Premier zaprzecza i grozi
Babisz na profilu w sieci społecznościowej zdementował tę informację. W sobotę po południu, w wypowiedzi dla telewizji publicznej zaprzeczył, by propozycja zamknięcia miasta była rozpatrywana na posiedzeniach rządu lub Centralnego Sztabu Kryzysowego.
Premier przypomniał, że rozpowszechnianie fałszywych informacji w okresie stanu zagrożenia epidemią stanowi przestępstwo. Zagrożone jest ono karą do ośmiu lat więzienia.

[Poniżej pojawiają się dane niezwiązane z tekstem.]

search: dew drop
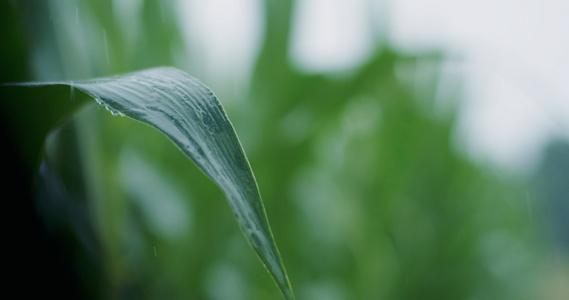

Rzecznik policji Ondrzej Moravczik potwierdził, że podjęte zostały kroki, by zapobiec rozwojowi epidemii, ale nie poinformował o szczegółach tej inicjatywy.
1,7 tys. zł za brak maski
Policja ukarała za brak maseczki na twarzy mężczyznę w Mladej Boleslav mandatem maksymalnej wysokości – 10 tys. koron (około 1,7 tys. zł).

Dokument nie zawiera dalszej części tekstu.